A study of costs for long-term care services shows that on average (nationally) individuals will pay $258 a day ($94,000 annually) in 2013 for a private nursing home room, $83,000 annually for a semi-private nursing home room, and up to $29,640 a year for a home health aide.
Long-term care needs can be met financially in a variety of ways. A person can purchase a long-term care insurance policy that will cover some or all of the costs associated with care provided in the home or a facility. A person may also consider using personal assets or taking out a reverse mortgage on their home.

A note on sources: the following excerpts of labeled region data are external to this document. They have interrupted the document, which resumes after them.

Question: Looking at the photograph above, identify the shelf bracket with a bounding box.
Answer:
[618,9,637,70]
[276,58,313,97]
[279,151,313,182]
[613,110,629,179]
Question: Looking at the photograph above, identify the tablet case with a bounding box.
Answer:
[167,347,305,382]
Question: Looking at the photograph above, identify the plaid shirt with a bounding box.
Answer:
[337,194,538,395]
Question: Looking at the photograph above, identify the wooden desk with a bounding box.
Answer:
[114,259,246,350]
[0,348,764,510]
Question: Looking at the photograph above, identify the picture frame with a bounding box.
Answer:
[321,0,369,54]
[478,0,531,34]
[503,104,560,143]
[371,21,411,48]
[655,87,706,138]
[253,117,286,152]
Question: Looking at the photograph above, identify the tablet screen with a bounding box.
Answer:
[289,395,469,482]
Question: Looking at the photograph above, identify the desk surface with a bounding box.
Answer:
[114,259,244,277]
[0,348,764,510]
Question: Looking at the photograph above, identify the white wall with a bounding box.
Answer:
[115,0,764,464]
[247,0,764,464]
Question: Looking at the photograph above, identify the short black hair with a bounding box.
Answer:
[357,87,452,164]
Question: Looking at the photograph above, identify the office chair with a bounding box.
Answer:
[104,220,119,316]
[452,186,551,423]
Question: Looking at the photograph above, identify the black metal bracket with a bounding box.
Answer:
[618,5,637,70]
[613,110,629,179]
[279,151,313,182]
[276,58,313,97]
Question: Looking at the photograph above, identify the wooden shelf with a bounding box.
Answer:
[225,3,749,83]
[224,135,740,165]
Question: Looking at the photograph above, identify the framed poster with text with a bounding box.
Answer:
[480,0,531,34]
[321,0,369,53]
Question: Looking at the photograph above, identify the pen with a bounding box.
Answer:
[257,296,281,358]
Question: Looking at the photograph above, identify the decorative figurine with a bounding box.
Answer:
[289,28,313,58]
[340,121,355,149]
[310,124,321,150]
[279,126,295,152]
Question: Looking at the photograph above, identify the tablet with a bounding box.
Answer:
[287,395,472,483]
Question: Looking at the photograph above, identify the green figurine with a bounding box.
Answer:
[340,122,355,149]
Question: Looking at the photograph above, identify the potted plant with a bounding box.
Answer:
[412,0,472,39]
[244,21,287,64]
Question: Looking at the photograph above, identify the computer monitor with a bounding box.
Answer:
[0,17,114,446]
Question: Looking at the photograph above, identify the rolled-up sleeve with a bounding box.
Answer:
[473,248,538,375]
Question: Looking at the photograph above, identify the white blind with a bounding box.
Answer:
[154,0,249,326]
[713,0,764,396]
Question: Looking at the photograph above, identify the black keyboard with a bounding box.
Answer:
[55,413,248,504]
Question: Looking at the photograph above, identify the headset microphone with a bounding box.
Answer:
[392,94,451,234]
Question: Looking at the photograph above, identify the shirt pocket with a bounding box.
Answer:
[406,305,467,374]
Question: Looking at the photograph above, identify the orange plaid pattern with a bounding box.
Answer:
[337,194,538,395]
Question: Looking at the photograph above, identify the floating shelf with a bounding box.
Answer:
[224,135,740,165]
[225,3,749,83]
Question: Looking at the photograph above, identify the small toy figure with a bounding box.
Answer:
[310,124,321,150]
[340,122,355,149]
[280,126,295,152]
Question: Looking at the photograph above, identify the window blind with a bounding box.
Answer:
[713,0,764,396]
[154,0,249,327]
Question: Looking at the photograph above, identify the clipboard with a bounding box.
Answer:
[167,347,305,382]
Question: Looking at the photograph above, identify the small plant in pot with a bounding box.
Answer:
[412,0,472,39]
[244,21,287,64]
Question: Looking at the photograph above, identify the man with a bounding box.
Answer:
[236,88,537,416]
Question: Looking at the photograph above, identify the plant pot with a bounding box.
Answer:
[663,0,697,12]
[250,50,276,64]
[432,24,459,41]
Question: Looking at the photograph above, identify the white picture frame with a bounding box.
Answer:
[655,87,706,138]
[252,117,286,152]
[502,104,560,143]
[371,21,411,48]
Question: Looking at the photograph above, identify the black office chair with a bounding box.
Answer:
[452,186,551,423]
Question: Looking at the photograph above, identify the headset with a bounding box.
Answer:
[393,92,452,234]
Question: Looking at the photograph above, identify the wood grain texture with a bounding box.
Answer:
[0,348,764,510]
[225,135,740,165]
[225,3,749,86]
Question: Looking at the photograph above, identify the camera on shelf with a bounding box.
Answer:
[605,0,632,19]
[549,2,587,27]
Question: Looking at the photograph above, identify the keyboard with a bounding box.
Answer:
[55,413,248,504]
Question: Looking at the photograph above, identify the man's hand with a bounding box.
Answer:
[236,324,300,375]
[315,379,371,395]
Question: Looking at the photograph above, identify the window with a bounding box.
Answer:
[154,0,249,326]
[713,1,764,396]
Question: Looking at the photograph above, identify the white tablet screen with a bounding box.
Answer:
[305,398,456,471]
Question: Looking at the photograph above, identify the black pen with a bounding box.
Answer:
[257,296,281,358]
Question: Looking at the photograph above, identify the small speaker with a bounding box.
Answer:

What is a Longevity Annuity?
Longevity annuities are a type of deferred income annuity (DIA) product that is a twist on the old deferred annuity fable. With a DIA, the annuity owner has the ability to receive a stream of income at a future date, say at age 85, usually when a need to pay for long-term care services arises, and choose a return of premium or principal option to conserve the principal amount used to fund the annuity for the individual’s estate (once death has occurred). Such products have begun to catch on as the population ages and mortality rates increase. According to LIMRA International, the sales of DIAs in 2012 were more than $1 billion with sales in the fourth quarter of that year more than 150 percent higher than those sales in the first quarter.
Longevity annuities are gaining in interest and may be worth a look to see if they are the appropriate solution for you or a loved one’s long-term care needs.